Che cos’è un uomo in rivolta? Un uomo
che dice no. Ma se rifiuta, non rinuncia tuttavia: è anche un uomo che dice di
sì, fin dal suo primo muoversi. Uno schiavo che in tutta la sua vita ha
ricevuto ordini, giudica ad un tratto inaccettabile un nuovo comando. Qual è il
contenuto di questo “no”?
Significa, per esempio, “le cose hanno
durato troppo fin qui sì, al di là no”, “vai troppo in là” e anche “c’è un
limite oltre il quale non andrai". Insomma, questo no afferma l’esistenza
di una frontiera. Si ritrova la stessa idea di limite nell’impressione
dell’uomo in rivolta che l’altro “esageri”, che estenda il suo diritto al di là
di un confine oltre il quale un altro diritto gli fa fronte e lo limita. Così,
il movimento di rivolta poggia, ad un tempo, sul rifiuto categorico di
un’intrusione giudicata intollerabile e sulla certezza confusa di un buon
diritto, o più esattamente sull’impressione, nell’insorto, di avere “il diritto
di…”.
Non esiste rivolta senza la sensazione
d’avere in qualche modo, e da qualche parte, ragione. Appunto in questo lo
schiavo in rivolta dice ad un tempo di sì e di no. Egli afferma, insieme alla
frontiera, tutto ciò che avverte e vuol preservare al di qua della frontiera.

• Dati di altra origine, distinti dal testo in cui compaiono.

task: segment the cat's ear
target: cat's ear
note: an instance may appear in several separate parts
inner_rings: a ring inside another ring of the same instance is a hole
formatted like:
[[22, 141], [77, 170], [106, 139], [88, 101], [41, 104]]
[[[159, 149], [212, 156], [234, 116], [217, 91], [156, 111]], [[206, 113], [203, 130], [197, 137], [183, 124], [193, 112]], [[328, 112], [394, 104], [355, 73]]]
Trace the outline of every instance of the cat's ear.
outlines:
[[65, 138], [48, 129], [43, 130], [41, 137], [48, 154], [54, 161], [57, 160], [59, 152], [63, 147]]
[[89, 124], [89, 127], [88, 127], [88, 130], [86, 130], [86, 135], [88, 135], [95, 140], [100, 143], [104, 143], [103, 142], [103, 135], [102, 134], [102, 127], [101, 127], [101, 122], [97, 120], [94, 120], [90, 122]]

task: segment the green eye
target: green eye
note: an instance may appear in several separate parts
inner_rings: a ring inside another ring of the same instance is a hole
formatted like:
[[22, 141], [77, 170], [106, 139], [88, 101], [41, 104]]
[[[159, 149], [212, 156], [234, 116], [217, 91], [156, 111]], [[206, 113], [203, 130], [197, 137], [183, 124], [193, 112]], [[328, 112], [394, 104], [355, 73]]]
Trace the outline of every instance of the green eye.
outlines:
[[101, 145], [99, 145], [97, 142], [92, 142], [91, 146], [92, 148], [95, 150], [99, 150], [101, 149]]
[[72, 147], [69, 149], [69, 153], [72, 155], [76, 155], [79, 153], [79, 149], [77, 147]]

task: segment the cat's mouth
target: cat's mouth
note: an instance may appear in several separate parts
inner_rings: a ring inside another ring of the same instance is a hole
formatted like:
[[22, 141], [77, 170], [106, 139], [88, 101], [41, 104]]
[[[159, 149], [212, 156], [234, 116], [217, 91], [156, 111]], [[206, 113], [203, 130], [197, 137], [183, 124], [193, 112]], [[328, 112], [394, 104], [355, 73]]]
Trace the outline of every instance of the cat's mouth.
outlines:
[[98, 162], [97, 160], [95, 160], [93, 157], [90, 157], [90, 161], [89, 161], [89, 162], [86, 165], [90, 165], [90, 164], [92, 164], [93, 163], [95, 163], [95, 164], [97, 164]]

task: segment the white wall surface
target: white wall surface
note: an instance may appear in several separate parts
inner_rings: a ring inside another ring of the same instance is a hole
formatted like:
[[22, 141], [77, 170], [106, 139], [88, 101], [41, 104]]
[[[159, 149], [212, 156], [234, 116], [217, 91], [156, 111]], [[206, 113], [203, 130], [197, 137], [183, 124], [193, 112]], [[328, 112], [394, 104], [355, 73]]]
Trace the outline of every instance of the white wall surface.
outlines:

Dimostra, con caparbietà, che c’è in lui qualche cosa per cui “vale la pena
di…”, qualche cosa che richiede attenzione. In certo modo, oppone all’ordine
che l’opprime una specie di diritto a non essere oppresso al di là di quanto
egli possa ammettere.
L’uomo in rivolta vuole essere tutto, identificarsi
totalmente con quel bene di cui a un tratto ha preso coscienza e che vuole sia
riconosciuto e salutato nella propria persona – o niente, vale a dire trovarsi
definitivamente scaduto per opera della forza che lo domina. Al limite, accetta
quella estrema caduta che è la morte, se dev’essere privo di quella
consacrazione esclusiva che chiamerà, per esempio, la propria libertà.
Piuttosto morire in piedi che vivere in ginocchio.
Piuttosto morire in piedi che vivere in ginocchio.